Psychological distress was assessed using the Kessler Psychological Distress Scale (K-10) [27]. List of Threatening Experiences (LTE), with 12 categories of adverse life events, was used for assessing stressful life experiences in the past six months. Examples of items in the LTE include death of close persons, loss of relationships, imprisonment, and being the victim of theft [28]. The Oslo-3 Social Support Scale (OSS-3), a three item scale exploring the number of close confidants, perceived level of concern from others and perceived ease of getting help from neighbours, was used to assess social support [29].

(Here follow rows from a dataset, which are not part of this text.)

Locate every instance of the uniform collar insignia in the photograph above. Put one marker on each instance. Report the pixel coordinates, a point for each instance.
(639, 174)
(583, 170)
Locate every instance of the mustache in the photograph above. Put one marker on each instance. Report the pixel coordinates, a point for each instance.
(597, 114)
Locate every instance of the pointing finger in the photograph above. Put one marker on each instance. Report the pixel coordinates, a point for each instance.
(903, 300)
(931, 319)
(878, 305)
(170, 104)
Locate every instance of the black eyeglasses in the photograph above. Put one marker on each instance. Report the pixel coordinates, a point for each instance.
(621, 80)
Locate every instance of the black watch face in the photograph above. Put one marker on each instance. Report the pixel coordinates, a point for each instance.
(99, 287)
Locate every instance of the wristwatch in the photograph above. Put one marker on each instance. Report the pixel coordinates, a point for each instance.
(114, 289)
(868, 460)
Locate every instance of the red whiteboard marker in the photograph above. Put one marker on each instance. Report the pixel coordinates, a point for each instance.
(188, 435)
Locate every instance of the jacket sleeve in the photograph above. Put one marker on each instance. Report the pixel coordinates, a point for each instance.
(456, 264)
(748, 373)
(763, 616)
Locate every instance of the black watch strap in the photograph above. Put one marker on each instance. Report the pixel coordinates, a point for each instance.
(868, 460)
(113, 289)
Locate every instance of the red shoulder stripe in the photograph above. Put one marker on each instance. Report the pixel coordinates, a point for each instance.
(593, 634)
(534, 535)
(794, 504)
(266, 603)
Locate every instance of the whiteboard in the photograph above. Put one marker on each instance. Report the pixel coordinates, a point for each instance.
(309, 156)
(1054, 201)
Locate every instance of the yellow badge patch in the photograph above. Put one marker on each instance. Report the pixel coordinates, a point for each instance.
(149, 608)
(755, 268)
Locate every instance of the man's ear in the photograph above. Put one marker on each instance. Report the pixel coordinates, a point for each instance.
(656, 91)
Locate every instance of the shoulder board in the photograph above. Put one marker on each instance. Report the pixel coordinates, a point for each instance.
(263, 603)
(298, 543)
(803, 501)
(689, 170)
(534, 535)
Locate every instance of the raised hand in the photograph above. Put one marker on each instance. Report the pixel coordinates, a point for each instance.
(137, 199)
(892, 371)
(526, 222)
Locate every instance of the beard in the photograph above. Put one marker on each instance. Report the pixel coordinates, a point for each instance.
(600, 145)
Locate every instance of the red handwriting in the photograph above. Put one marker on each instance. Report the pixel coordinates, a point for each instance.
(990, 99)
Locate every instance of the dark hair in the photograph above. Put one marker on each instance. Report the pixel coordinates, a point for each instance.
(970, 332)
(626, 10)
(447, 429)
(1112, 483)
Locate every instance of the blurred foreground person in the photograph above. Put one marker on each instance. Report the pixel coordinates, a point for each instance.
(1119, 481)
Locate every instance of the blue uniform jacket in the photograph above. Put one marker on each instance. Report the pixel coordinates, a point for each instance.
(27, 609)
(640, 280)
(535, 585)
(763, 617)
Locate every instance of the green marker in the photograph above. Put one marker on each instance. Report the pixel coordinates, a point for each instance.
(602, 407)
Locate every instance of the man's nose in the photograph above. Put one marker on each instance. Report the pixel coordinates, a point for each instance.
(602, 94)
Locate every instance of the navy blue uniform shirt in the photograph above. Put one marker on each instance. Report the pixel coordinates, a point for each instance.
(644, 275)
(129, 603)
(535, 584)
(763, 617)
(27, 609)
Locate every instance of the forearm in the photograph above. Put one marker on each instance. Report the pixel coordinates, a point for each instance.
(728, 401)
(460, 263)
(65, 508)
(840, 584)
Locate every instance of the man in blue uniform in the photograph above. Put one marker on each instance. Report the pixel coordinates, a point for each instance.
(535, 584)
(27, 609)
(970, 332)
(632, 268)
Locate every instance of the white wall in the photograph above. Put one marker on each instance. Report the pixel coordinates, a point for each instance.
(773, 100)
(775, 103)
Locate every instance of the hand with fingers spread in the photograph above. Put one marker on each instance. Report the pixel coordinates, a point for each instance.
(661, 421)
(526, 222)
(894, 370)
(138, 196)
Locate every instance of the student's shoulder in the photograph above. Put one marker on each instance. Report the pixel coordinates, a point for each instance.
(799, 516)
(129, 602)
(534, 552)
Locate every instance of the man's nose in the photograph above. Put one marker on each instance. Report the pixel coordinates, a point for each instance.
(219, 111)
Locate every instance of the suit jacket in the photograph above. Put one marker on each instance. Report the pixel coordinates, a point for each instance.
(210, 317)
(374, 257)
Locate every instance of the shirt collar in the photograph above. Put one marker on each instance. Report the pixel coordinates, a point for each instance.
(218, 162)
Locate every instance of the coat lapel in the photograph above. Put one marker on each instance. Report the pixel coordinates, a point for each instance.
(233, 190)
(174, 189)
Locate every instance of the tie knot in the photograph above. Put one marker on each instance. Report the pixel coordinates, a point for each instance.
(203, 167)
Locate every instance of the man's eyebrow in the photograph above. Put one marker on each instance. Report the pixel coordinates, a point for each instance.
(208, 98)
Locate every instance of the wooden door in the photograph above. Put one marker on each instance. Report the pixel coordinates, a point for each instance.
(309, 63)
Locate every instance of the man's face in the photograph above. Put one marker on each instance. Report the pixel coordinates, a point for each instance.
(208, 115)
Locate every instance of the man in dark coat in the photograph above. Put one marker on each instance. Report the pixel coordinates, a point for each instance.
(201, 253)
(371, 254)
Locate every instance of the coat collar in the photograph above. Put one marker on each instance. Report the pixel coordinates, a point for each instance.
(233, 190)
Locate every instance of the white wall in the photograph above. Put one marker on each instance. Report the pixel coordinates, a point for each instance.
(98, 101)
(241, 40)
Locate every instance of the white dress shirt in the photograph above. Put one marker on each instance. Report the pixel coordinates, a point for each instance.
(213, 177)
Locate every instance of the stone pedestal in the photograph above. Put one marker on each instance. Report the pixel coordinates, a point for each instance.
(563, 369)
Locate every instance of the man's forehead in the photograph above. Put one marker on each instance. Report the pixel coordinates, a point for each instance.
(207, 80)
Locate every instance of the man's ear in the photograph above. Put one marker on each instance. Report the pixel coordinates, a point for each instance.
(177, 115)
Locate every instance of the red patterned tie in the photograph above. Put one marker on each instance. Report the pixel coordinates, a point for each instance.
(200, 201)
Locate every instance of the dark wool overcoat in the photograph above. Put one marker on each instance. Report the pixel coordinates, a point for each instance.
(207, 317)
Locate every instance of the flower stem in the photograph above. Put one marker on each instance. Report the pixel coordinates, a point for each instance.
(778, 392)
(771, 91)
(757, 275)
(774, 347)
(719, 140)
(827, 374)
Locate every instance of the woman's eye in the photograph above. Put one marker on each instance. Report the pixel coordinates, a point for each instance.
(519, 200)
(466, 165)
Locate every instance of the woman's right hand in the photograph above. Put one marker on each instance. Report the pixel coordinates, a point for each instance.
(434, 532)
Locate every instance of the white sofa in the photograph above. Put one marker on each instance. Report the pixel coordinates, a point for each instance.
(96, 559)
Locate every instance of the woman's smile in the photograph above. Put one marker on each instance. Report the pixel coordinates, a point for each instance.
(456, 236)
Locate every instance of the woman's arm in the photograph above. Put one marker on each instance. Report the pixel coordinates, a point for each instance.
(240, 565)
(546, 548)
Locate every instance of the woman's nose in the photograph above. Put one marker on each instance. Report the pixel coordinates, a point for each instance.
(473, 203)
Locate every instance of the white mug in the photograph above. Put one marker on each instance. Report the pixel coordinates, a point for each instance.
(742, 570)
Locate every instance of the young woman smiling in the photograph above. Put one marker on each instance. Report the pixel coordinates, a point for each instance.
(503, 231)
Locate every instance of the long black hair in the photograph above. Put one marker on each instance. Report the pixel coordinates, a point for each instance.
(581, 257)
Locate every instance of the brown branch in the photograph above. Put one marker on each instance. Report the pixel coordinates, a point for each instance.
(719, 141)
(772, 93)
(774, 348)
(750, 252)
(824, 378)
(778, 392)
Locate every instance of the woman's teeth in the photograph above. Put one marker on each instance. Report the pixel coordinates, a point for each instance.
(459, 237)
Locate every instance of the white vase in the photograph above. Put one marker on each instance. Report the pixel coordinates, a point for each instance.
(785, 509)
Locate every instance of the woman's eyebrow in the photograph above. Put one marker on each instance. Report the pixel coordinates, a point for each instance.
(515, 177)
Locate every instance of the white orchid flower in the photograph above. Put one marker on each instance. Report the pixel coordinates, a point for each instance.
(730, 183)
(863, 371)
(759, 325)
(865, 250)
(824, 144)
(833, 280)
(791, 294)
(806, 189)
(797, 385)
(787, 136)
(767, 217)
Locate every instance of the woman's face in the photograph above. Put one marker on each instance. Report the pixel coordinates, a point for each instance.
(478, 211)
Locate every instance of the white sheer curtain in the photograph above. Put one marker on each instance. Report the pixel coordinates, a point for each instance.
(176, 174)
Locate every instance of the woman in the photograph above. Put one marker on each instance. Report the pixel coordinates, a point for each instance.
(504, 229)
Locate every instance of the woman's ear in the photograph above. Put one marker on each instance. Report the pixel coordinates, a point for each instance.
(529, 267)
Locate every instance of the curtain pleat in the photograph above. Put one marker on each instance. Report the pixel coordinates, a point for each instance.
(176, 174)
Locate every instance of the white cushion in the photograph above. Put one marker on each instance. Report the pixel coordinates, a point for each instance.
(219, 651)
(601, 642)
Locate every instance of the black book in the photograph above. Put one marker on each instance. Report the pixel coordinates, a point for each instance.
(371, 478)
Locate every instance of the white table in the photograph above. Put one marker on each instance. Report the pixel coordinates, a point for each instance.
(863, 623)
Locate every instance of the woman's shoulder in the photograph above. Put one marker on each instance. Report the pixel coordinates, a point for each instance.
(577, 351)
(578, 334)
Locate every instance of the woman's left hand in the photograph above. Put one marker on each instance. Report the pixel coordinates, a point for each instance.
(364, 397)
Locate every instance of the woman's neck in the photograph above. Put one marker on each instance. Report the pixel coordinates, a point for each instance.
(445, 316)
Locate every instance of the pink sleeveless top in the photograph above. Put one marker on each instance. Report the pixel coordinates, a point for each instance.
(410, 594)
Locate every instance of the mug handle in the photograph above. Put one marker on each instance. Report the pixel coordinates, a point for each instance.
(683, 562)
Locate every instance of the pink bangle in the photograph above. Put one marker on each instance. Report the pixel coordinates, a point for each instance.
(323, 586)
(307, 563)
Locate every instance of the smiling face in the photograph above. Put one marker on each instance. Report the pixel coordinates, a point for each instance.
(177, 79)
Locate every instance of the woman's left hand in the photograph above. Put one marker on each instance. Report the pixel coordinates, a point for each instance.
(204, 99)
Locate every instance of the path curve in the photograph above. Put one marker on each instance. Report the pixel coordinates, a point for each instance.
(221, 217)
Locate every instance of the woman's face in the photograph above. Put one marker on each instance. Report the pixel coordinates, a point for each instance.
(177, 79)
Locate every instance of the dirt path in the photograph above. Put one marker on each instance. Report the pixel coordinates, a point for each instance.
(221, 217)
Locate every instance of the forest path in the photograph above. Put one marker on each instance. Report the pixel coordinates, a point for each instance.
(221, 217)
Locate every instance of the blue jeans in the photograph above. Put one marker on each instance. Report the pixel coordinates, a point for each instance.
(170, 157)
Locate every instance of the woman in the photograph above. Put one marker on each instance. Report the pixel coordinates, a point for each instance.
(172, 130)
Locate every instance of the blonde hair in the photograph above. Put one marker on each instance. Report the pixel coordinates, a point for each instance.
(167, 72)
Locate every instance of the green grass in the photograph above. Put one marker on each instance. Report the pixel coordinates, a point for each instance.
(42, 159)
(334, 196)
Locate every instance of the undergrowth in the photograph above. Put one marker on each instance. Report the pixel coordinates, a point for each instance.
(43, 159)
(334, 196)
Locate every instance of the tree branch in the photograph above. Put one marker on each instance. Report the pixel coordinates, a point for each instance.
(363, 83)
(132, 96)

Administration of assessment instruments

The FAST alcohol screening questionnaire was part of the screening instruments compiled to collect information on a range of mental health and related issues in the PRIME Project in Sodo. Trained community health workers administered the questionnaire translated to the local language of Amharic. The supervisors of data collectors were nurses who had many years of experience working in mental health research.

Data analysis

Data was entered using Epi-data version 3.1 and analyzed using SPSS-20 (IBM Corp 2012) respectively. Using descriptive methods, the data was summarized, prevalence of hazardous alcohol use was determined and odds ratios (OR) were obtained using logistic regression. The effect of Sociodemographic (age, sex, education, marital status, occupation, residence, ethnicity, and perceived relative wealth) and psychosocial factors (social support, life events, mental distress) on hazardous drinking was explored using crude and adjusted odds ratios.

Ethical considerations

Ethical approval was obtained from the Institutional Review Board of the College of Health Sciences of Addis Ababa University. Participants gave their written informed consent after adequate information about the study, and the potential benefits and risks, had been provided.

Results

Socio-demographic characteristics

A total of 1,500 participants were interviewed, of whom 49.5 % were males. Ninety percent of the participants resided in rural areas. Farming was reported to be the occupation by 51.6 % of the participants, being housewife was the predominant occupation reported by the women and 8.7 % of the respondents reported to be engaged in private business. The majority belong to the Gurage Ethnic group (94.6 %). More than 90 % were aged below 60 years, and more than 75 % were married. Regarding literacy, 42.8 % were illiterate, 23.8 % able to read and write, 24.5 % primary education, only 8.8 % had secondary and above education. Close to 90 % described their income as average or low relative to others in their neighbourhood, taken as a crude estimate of wealth.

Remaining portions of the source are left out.